I liked the article and I am going to look into Nudge theory as a result. Thanks!
With that said, I think that it becomes a slippery slope to imply causations with correlations. Crediting the chart color as a factor in success sounds like the faulty reverse engineering that happens so much in the trading world... the trading theories about Gold vs oil, steel vs country GDP, gold vs silver, etc that 'work' until they don't work.
I potentially agree that the person with the cleaner desk might perform better. The problem I have is that everyone looks at the latter portion of the example "messy desk vs clean desk" and no one pays attention to the beginning portion of the sentence, "two equally able traders". If two traders are on the same level, then something as miniscule as changing your screen color or cleaning your desk might 'nudge' someone's talent higher, but only in the right context (both are equally able traders).
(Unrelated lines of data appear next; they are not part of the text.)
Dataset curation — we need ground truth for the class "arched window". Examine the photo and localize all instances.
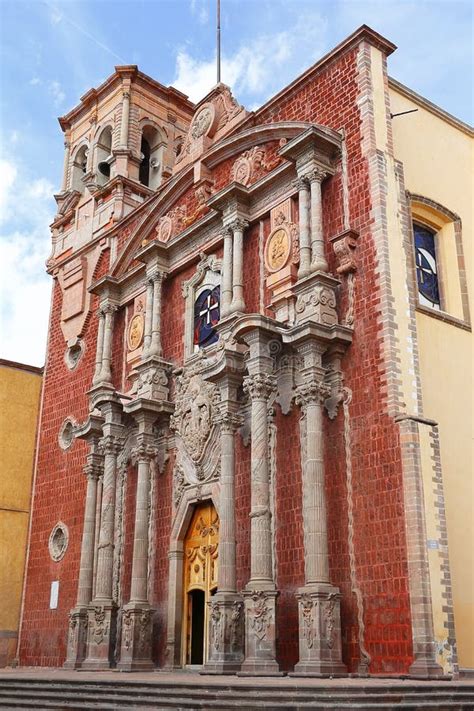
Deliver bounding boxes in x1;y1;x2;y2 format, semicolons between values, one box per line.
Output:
71;145;88;193
413;222;441;310
194;286;221;348
407;193;470;324
182;254;222;359
138;124;164;190
96;126;113;185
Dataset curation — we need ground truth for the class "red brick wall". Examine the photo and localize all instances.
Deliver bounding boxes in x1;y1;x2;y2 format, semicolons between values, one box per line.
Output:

Perhaps a better example is the sports world. The difference between the worst team and the best team in college baseball is huge, but the difference between the worst team and the best team in the MLB is much much smaller. This is because everyone's skillset is essentially the same when you reach the professional level, so small edges make a big difference. That is why Sabermetrics (Moneyball) was such a game changer initially in the MLB.
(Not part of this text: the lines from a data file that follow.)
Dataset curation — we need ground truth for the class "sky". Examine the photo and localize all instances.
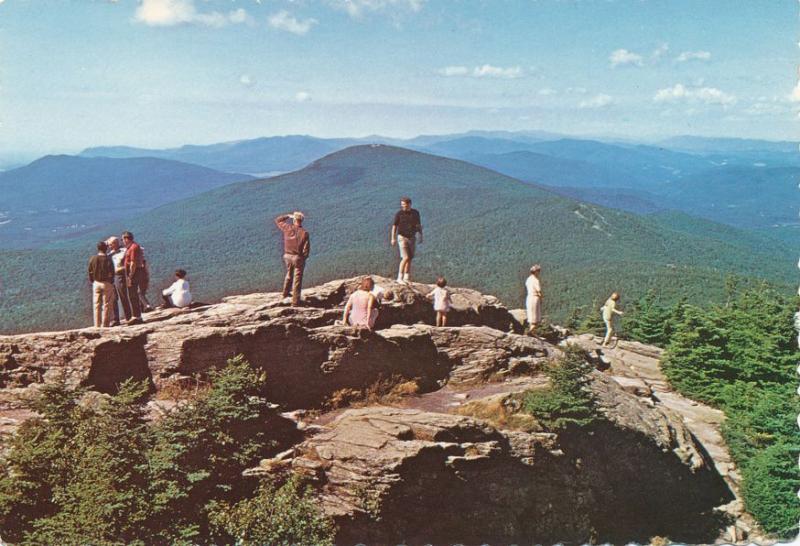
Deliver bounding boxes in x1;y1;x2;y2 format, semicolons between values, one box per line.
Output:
0;0;800;155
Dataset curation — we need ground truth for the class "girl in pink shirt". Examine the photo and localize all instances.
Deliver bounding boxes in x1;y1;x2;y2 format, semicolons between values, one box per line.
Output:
342;277;378;330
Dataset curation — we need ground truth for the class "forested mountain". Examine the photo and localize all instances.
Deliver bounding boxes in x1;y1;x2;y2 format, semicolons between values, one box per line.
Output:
0;155;252;248
662;166;800;228
0;145;795;332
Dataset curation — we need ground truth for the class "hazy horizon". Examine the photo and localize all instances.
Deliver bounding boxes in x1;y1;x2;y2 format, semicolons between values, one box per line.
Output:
0;0;800;157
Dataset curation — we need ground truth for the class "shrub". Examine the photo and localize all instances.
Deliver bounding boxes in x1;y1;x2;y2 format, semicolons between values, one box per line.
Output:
211;476;336;546
523;345;596;430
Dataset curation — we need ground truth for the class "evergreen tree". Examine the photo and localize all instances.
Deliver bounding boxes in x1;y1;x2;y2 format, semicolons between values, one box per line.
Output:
578;300;606;336
625;290;669;347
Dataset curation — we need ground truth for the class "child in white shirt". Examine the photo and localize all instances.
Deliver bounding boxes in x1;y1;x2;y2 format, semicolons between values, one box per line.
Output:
161;269;192;307
428;277;451;326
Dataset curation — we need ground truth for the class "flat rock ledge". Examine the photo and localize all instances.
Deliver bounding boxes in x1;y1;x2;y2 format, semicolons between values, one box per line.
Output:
0;277;744;544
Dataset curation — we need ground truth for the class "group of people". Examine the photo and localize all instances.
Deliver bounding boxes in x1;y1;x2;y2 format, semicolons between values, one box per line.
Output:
525;264;624;347
275;197;622;340
89;197;622;346
88;231;192;328
275;197;451;329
The problem imo lies when people try prescribe small edges to environments where members are not operating efficiently to begin with. For example, basketball shoes have been ergonomically re-designed so that if the same player from 10 years ago used the 2014 edition of his shoes, he will be slightly better. However, the average pre-teen on the JV team that buys those exact same basketball shoes will see little/no return because he still doesn't tuck his elbow in on his jumper, doesn't understand anything about zone defense, and is only 4'11. If you are not a professional, giving yourself a small edge does not negate huge inefficiencies in your strategy.
So to bring this back to trading and wrap it up, until a trader approaches the maximum level of efficiency, this approach does not appear to have the proper context. If someone is a subpar trader, then IMO following 'small-edge' advice will only make them a subpar trader with a clean desk and a white chart background. It is only after efficiency approaches its maximum level that these minor enhancement make a relatively large difference.
Even though I keep daily , hourly , 30 min, 15 min , 5 min, 6 range charts along with a Jigsaw DOM, I only look
at all of them when I need to get a consensus of Support and Resistance areas.
I keep MA'a and vwap tools on the charts just to keep my mind right with the trend.
The concept of threes is probably correct. Once price arrives at an area scouted out by studying all the
chart levels, I then only focus on PA on the 5 and 15 min charts, and the action on my Jigsaw DOM .
On the DOM I mainly focus on the Volume Profile to select an entry price.
So the closer I get to actually placing an order, the more narrow the focus.
Anything over 3 , I would think something would be missed.
Of course we speak of normal humans here. Genius' excluded.
As for the charts, I used black background for years until I noticed my eyesight was suffering.
I switched to grey background and subtle color shades for all the candles, ma's ,etc, and it has helped.